Kendine oy atamayacak olan bir adaya ben niye oy atayım ki?

Muharrem Usta’nın sunuluş ve ortaya çıkış hikâyesinin Nuri Albayrak’la olan benzerliğini bir tek ben görüyor olamam diye düşünüyorum.

Hepsinden önemlisi de Muharrem Usta’nın başkan seçilmesi halinde Şike sürecinin zamana yayılarak unutturulacağına ve kapatılacağına neredeyse adım kadar eminim.

Bütün bu düşünceler çerçevesinde Muharrem Usta’nın başkanlığına kesin olarak karşı olduğumu belirtmekle birlikte diğer adayların da beni tatmin etmediğini söylemeliyim ama en azından onların Trabzonsporluluğunun samimi olduğunu düşünüyorum.

Listeler açıklandığında daha net bir şekilde hangi adayı desteklediğimi belirteceğim ama Kulaçoğlu, Atasoy ve Hacıosmanoğlu listelerinin herhangi ikisi ya da üçünün birden birleşmesinin Trabzonspor’un menfaatine olacağını düşündüğümü de söylemek istiyorum.

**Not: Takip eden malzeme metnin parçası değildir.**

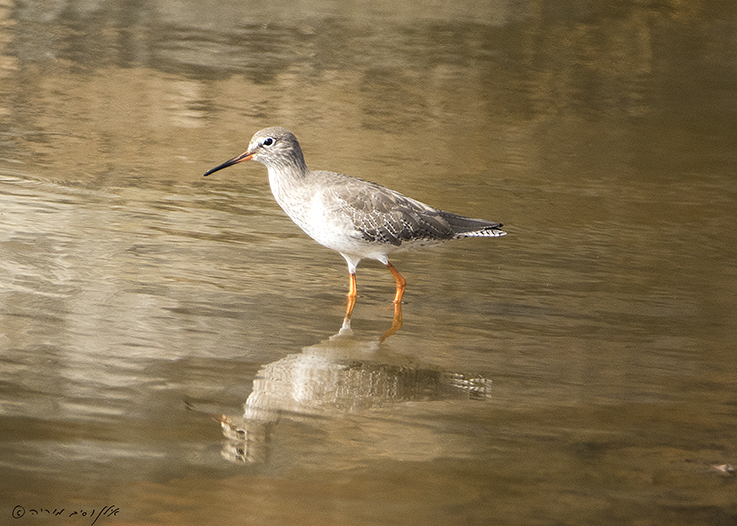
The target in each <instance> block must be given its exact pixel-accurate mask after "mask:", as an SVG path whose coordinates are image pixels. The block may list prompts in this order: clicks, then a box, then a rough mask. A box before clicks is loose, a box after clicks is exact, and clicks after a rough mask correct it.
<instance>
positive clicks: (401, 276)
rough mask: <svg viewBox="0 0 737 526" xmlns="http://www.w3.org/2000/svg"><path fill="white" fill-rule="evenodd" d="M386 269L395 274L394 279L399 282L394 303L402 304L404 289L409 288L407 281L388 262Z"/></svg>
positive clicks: (394, 274) (394, 299)
mask: <svg viewBox="0 0 737 526" xmlns="http://www.w3.org/2000/svg"><path fill="white" fill-rule="evenodd" d="M386 268H388V269H389V270H391V272H392V274H394V279H396V280H397V293H396V294H395V295H394V303H402V296H404V289H405V288H406V287H407V280H405V279H404V278H403V277H402V275H401V274H400V273H399V271H397V269H395V268H394V265H392V264H391V263H388V262H387V264H386Z"/></svg>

Amaç Trabzonspor’a hizmetse adayların kendi egolarını bir kenara bırakmaları ve Trabzonspor’un menfaatleri doğrultusunda hareket etmesi gerektiği kanaatindeyim. Karşımızdaki sistemin gücü ortada olduğuna göre bizim de güçlerimizi birleştirip sisteme karşı tek vücut mücadele etmemiz gerekir.